Reasoning Bias of Next Token Prediction Training
Pengxiao Lin, Zhongwang Zhang, Zhi-Qin John Xu
TL;DR
The paper investigates whether next-token prediction (NTP) or critical token prediction (CTP) better cultivates reasoning in transformer-based models. Through extensive from-scratch experiments on GPT-2-125M and a battery of reasoning datasets (including PrOntoQA, ProsQA, and anchor-function benchmarks), it shows that NTP's exposure to noisy supervision acts as a regularizer that improves generalization, robustness, and the emergence of reasoning capabilities during pretraining, while CTP often underperforms on reasoning tasks and is more effective for finetuning. The results reveal a clear reasoning bias induced by NTP: models trained with NTP learn to solve multi-step reasoning tasks more robustly and transfer earlier to related tasks, though they may be more susceptible to forgetting when finetuned on new data. The study also introduces the anchor function as a controlled synthetic probe to illustrate how NTP biases models toward simpler reasoning solutions and demonstrates that noise and initialization influence the bias, contributing to a nuanced view of training strategies for LLMs.
Abstract
Since the inception of Large Language Models (LLMs), the quest to efficiently train them for superior reasoning capabilities has been a pivotal challenge.
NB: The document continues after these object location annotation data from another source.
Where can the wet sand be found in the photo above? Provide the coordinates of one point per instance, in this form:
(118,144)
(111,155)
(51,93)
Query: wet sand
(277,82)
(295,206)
The dominant training paradigm for LLMs is based on next token prediction (NTP). Alternative methodologies, called Critical Token Prediction (CTP), focused exclusively on specific critical tokens (such as the answer in Q\&A dataset), aiming to reduce the overfitting of extraneous information and noise. Contrary to initial assumptions, our research reveals that despite NTP's exposure to noise during training, it surpasses CTP in reasoning ability. We attribute this counterintuitive outcome to the regularizing influence of noise on the training dynamics. Our empirical analysis shows that NTP-trained models exhibit enhanced generalization and robustness across various benchmark reasoning datasets, demonstrating greater resilience to perturbations and achieving flatter loss minima. These findings illuminate that NTP is instrumental in fostering reasoning abilities during pretraining, whereas CTP is more effective for finetuning, thereby enriching our comprehension of optimal training strategies in LLM development.